Bird Myths: Hummingbirds migrate on the backs of geese

The imagery is undeniably cute and inspiring. Hummingbirds resting on the backs of large geese as they soar high through the sky en route to warmer temperatures, one species helping out another. Even though this would be something I would love to see in real life, it’s simply not true.

Occasionally, I tackle some of the prominent myths about birds, such as feeders stop birds from migrating, a mother will reject its young if a person touches it and bread is a good snack for birds at the pond. After writing on amazing things about hummingbirds and it being that time of year, I thought I’d tackle this myth.

It’s very difficult to pinpoint exactly when and how this myth started, but it may have to do with the fact that there’s little data about the migration of hummingbirds. John J. Audubon thought this as well. I guess it also seems pretty preposterous for a tiny bird to fly such long distances, but they do manage to do it themselves.

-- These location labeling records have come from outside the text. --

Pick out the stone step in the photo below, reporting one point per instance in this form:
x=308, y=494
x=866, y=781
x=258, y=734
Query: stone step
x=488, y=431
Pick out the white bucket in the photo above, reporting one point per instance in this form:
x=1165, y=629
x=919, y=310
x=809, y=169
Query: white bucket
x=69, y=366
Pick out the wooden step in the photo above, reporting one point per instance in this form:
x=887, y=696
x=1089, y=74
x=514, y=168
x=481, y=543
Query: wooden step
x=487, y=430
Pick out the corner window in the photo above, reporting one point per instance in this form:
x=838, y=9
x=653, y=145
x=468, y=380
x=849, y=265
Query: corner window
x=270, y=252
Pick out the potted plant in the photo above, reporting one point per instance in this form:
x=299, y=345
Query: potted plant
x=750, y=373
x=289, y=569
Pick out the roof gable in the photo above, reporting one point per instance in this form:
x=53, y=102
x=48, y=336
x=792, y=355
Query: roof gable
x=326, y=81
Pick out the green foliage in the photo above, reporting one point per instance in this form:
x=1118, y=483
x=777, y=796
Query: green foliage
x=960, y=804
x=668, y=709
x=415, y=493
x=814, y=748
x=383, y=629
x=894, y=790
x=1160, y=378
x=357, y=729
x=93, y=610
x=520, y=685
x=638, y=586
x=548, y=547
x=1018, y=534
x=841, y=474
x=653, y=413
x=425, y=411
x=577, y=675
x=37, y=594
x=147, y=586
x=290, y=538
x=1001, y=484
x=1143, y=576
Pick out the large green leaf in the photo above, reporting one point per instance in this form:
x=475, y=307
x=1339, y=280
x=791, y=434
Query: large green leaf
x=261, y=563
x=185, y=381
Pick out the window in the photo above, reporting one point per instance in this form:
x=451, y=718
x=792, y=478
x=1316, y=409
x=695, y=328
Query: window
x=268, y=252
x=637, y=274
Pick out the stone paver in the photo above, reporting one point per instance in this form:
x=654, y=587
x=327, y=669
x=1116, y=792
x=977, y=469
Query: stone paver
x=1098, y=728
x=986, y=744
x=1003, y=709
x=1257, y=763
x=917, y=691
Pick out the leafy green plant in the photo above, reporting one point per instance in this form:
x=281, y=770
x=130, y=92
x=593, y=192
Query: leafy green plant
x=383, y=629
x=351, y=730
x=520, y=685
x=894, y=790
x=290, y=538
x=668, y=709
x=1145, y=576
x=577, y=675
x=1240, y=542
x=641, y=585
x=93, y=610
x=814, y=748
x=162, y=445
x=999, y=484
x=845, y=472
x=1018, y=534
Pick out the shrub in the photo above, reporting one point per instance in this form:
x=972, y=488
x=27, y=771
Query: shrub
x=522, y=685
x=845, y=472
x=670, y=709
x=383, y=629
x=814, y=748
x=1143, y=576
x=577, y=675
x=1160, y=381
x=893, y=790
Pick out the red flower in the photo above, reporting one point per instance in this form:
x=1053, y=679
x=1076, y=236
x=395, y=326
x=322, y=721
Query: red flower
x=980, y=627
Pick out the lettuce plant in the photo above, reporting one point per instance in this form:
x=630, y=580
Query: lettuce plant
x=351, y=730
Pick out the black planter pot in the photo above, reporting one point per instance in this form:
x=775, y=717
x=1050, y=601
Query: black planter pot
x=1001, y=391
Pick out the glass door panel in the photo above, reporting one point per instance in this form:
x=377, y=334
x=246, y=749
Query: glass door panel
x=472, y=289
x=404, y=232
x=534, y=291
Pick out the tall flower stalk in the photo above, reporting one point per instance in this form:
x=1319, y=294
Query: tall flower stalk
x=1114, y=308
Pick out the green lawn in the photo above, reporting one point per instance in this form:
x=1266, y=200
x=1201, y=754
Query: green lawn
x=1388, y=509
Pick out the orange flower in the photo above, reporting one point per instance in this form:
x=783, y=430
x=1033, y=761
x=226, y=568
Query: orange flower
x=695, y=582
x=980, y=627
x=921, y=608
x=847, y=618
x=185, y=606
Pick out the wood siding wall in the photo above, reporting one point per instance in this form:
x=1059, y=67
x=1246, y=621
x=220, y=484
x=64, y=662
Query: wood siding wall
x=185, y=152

There are a few things that compete with this theory though. First, geese don’t fly south far enough to satisfy the warm temperatures hummingbirds love. Second, geese don’t stop at places where hummingbirds can eat, so the journey will leave hummingbirds without any food (not that they don’t make the journey themselves without much food). Third, there would be some visual evidence that it’s happened, but no one has ever seen this firsthand.